Maritza was Lola's friend. Long-haired and prissy and so pretty she could have played young Dejah Thoris. Olga, on the other hand, was no friend of the family. She lived in the house at the end of the block that his mother complained about because it was filled with puertoricans who were always hanging out on their porch drinking beer. (What, they couldn't have done that in Cuamo? Oscar's mom asked crossly.) Olga had like ninety cousins, all who seemed to be named Hector or Luis or Wanda. And since her mother was una maldita borracha (to quote Oscar's mom), Olga smelled on some days of ass, which is why the kids took to calling her Mrs. Peabody.
Mrs. Peabody or not, Oscar liked how quiet she was, how she let him throw her to the ground and wrestle with her, the interest she showed in his Star Trek dolls.
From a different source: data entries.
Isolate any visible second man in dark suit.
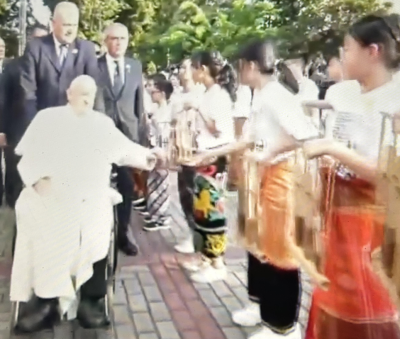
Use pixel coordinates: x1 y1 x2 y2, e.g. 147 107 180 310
98 23 143 255
21 2 104 123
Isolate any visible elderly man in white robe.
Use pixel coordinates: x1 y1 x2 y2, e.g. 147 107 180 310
10 75 163 332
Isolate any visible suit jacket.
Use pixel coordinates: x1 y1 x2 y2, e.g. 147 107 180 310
98 55 143 142
0 59 15 133
0 58 24 145
21 34 104 120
Maritza was just plain beautiful, no need for motivation there, always around too, and it was just a stroke of pure genius that convinced him to kick it to them both at once. At first he pretended that it was his number-one hero, Shazam, who wanted to date them. But after they agreed he dropped all pretense. It wasn't Shazam—it was Oscar.
Those were more innocent days, so their relationship amounted to standing close to each other at the bus stop, some undercover hand-holding, and twice kissing on the cheeks very seriously, first Maritza, then Olga, while they were hidden from the street by some bushes. (Look at that little macho, his mother's friends said. Que hombre.)
The threesome only lasted a single beautiful week. One day after school Maritza cornered Oscar behind the swing set and laid down the law, It's either her or me! Oscar held Maritza's hand and talked seriously and at great length about his love for her and reminded her that they had agreed to share, but Maritza wasn't having any of it. She had three older sisters, knew everything she needed to know about the possibilities of sharing. Don't talk to me no more unless you get rid of her! Maritza, with her chocolate skin and narrow eyes, already expressing the Ogún energy that she would chop at everybody with for the rest of her life. Oscar went home morose to his pre–Korean-sweatshop-era cartoons—to the Herculoids and Space Ghost. What's wrong with you? his mother asked. She was getting ready to go to her second job, the eczema on her hands looking like a messy meal that had set. When Oscar whimpered, Girls, Moms de León nearly exploded. Tú ta llorando por una muchacha? She hauled Oscar to his feet by his ear.
Mami, stop it, his sister cried, stop it!
She threw him to the floor. Dale un galletazo, she panted, then see if the little puta respects you.
If he'd been a different nigger he might have considered the galletazo. It wasn't just that he didn't have no kind of father to show him the masculine ropes, he simply lacked all aggressive and martial tendencies. (Unlike his sister, who fought boys and packs of morena girls who hated her thin nose and straightish hair.) Oscar had like a zero combat rating; even Olga and her toothpick arms could have stomped him silly. Aggression and intimidation out of the question. So he thought it over. Didn't take him long to decide. After all, Maritza was beautiful and Olga was not; Olga sometimes smelled like pee and Maritza did not. Maritza was allowed over their house and Olga was not. (A puertorican over here? his mother scoffed. Jamás!) His logic as close to the yes/no math of insects as a nigger could get. He broke up with Olga the following day on the playground, Maritza at his side, and how Olga had cried! Shaking like a rag in her hand-me-downs and in the shoes that were four sizes too big! Snots pouring out her nose and everything!